How to workout with that validation and test set?
After i have trained my model, should i only take rows where y is not known and predict the values?
Is the accuracy and error rate using test dataset is the accuracy of my model?
I have a lot question. I wanted to figure these out watching tutorials but couldn't get a complete insight. Any help will be appreciated. Thank you.
I will try to answer one by one your questions
No, when you train a model, you should tell which target value is right for fixed features (the columns on your dataset). So you always use the target value y in the training phase.
Using cross-validation means to not waste your test set (remember you can use it only once!) and improve your training avoiding overfitting.
You should test your trained model with the test set. So you actually predict on your test set (that does not have target values) and you see the results.
The test set, if used once, provides you with an accuracy of the model. Mind that there are cases which the accuracy is pointless (*)
In the end, the process for training a model it's more or less this:
Split your dataset in 80% training set and 20% test set (or 70-30, depending on how many data you have)
From the training set, you build a training set and validation set using this (this is just a tip). (validation set of 10-15%)
You train your model with the training set and do validation (very important!) with the validation set.
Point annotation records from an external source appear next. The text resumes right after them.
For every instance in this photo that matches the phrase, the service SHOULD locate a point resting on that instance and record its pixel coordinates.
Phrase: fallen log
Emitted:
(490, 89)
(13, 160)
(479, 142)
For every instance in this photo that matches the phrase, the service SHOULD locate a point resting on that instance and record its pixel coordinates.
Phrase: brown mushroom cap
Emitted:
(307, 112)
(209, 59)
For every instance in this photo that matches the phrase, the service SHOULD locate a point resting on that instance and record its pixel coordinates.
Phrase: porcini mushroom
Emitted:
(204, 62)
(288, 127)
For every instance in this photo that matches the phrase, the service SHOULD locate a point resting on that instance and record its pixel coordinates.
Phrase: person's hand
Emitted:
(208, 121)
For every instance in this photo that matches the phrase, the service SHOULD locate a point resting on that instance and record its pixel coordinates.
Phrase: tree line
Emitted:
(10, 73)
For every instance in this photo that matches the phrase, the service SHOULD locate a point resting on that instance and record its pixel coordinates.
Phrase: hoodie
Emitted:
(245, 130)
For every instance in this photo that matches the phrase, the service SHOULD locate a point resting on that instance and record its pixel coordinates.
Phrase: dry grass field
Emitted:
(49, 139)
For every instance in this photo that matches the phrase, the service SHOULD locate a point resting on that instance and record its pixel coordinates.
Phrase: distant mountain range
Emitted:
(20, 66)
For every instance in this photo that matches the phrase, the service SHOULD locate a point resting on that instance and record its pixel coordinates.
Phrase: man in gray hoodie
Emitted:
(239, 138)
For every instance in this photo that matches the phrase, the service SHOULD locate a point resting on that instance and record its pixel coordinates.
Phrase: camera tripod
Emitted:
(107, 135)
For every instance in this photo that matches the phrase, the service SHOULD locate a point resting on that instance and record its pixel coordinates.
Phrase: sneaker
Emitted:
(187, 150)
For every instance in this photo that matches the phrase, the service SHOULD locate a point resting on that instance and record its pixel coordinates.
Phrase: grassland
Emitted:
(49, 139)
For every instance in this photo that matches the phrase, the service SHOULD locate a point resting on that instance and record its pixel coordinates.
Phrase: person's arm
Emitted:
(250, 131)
Discard (and save somewhere else) the y column on the test set and use your trained model to predict the test set.
With the values it provides, you compute metrics (such as MSE) between these values and the once you saved at the previous step and see how good it's your model.
Remember that this is a guideline but it's much more complex. You will see it the more you get in the matter.
(*) For example, if you train your model with samples that are almost the same and the test set is composed of the 99% of samples that are similar and 1% that is different, you will get an accuracy of the 99%. That's a lot but it's useless since the model can predict only one class. So ofc mind each step depending on your case.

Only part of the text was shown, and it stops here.